Part 1 – The journey to context-based Policy and Access Enforcement Services
An organization’s data landscape often contains information that is sensitive and may need to be masked or withheld from viewing. This is due to regulations or organizational policies that require data access to be carefully controlled. Typical regulations that affect data access are General Data Protection Regulation (GDPR), Health Insurance Portability and Accountability Act (HIPAA), Payment Card Industry Data Security Standard (PCI-DSS), and so on.
There are many ways to implement policy and access enforcement; however, in this blog, I want to illustrate four scenarios to show how policy and access enforcement works. I shall then elaborate on two key capabilities that promote a consistent and flexible Policy and Access Enforcement Services (PAES). The first capability is the introduction of enterprise metadata to provide clarity and agility when you have a changeable and complex data landscape. Secondly, the use of context to enable flexible access policies. These scenarios are:
- No security layer
- Introduction of a Policy and Access Enforcement Services (PAES) layer
- Use of metadata classification to drive policy and access enforcement
- Context-based access and policy enforcement driven by metadata
Please also refer to the webinar which covers and further illustrates the approaches advocated in this blog.
1. No Policy and Access Enforcement Services (PAES) layer
Individual data store or application policy enforcement
This is the most basic model for implementing policy and access control. Each application or data store administrator is responsible for setting the policies and access enforcement independently.
Setting up policy and access enforcement for a single data store or application is fairly straightforward. This works well when an organization has only a handful of applications and data stores.
The following diagram shows an example of this approach.
Pros– this is fine for small organizations where there is a good understanding of all the applications and data stores, as it may be feasible to keep the policies inline manually. With a low number of applications and data stores, there is typically a reasonable understanding of the content, data provenance, and data locations.
Cons– In most organizations, it is difficult to ensure all application and data store owners are in sync regarding the interpretation and implementation of company access policies. When there are many applications and data stores, it becomes very challenging to identify related data items between them, so data mismatches can easily occur. Setting up security for each individual application and data store is repetitive and does not promote consistency.
2. Introduction of a policy and access enforcement tool
Dealing with many applications and data stores
Organizations typically have hundreds of data stores and applications, each requiring access and enforcement policies.

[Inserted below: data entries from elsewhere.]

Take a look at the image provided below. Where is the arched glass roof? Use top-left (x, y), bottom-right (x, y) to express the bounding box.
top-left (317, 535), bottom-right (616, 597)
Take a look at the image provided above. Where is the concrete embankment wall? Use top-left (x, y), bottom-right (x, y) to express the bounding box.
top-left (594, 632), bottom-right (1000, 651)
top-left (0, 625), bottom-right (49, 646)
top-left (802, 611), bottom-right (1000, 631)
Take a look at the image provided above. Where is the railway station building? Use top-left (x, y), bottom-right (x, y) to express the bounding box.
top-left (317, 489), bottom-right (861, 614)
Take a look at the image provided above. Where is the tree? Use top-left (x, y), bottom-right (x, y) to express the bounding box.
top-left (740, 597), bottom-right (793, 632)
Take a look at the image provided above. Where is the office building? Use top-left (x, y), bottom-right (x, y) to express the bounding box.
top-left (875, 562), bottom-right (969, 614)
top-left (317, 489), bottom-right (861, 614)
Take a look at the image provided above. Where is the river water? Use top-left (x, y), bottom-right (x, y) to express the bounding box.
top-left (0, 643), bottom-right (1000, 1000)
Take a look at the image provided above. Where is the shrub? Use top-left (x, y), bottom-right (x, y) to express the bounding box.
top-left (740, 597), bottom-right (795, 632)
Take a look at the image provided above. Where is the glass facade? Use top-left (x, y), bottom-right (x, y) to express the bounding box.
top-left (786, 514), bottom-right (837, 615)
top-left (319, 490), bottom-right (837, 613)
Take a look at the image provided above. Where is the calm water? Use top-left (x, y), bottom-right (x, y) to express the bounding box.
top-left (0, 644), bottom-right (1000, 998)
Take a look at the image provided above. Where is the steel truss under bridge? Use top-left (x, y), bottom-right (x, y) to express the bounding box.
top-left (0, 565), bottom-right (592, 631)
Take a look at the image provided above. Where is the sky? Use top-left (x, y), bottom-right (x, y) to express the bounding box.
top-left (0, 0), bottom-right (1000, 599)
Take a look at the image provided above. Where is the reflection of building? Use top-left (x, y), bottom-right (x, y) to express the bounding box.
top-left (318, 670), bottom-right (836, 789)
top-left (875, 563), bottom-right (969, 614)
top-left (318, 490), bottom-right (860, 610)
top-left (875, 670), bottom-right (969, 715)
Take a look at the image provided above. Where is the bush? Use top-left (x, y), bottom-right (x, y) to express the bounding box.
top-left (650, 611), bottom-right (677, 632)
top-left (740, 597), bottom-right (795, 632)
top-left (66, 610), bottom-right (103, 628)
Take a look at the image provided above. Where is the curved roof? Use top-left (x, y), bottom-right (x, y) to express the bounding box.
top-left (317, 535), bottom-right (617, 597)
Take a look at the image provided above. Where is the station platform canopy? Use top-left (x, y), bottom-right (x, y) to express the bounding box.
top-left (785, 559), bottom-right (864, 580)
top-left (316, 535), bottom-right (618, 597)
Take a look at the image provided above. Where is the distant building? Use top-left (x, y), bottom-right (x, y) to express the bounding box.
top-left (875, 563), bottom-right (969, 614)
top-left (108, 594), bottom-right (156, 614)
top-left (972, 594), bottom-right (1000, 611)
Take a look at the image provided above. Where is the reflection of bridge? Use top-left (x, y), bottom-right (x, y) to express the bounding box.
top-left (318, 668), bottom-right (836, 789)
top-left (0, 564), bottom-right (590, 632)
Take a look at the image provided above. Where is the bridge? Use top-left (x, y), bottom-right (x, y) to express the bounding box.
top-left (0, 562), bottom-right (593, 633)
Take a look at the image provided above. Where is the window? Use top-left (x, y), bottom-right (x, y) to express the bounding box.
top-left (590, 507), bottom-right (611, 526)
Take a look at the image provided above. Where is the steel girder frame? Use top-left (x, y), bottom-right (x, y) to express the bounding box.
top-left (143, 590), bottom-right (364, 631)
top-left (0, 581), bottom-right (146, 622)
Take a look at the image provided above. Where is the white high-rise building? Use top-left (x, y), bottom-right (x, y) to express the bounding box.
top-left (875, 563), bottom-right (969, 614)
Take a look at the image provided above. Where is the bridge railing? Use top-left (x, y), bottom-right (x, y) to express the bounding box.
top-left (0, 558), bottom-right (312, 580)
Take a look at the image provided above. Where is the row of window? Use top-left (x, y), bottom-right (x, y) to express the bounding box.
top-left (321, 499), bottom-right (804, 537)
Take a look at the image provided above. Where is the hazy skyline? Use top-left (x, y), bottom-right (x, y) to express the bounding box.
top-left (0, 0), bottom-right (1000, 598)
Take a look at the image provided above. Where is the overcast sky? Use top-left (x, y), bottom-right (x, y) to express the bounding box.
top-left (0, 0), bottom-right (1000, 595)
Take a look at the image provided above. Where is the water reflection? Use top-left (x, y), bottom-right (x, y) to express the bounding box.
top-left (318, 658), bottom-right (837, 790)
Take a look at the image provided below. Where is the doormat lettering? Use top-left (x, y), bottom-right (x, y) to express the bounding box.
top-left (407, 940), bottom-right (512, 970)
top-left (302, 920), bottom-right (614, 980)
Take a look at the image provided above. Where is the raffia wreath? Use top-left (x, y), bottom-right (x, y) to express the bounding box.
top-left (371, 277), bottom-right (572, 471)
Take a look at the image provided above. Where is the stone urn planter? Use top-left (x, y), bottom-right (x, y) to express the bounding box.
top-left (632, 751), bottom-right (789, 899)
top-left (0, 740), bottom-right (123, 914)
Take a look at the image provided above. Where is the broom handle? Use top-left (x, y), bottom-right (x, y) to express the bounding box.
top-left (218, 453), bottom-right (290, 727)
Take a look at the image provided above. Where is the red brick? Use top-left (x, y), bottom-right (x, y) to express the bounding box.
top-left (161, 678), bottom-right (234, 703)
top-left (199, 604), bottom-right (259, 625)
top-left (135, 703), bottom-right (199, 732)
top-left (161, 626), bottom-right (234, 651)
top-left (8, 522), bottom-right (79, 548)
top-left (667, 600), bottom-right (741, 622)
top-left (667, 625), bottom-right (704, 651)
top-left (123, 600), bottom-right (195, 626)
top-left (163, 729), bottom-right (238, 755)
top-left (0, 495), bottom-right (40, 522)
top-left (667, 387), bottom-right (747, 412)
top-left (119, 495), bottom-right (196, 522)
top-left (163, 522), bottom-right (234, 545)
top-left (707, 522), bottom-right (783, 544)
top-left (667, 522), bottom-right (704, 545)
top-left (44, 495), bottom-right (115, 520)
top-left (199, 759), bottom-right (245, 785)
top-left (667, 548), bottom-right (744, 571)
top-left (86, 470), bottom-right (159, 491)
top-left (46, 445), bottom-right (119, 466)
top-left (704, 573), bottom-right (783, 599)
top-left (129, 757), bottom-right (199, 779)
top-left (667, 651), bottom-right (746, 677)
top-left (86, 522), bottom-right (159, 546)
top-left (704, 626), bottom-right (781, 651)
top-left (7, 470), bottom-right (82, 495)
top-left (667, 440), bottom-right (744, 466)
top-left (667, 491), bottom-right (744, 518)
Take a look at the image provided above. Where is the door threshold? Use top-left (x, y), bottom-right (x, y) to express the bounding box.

Maintaining a consistent PAES across the data landscape is essential to meet regulations and company policies. However, this is often a challenge as the data is not stored or named in the same way across different applications and data stores. This issue is compounded when the data landscape is complicated or not well understood due to:
- additional applications and data stores resulting from company mergers
- uncontrolled growth or sprawl of applications and data stores
- teams which purchase shadow IT
- an environment where users can duplicate data, or
- data is provided by a third party or licensed for limited use.
When the variety and number of technologies involved grow, technology-specific PAES become increasingly challenging, and consistency is almost impossible. A single PAES layer that spans an organization’s data stores is required in this situation. A typical PAES creates a number of user profiles that enable data access at a granular level.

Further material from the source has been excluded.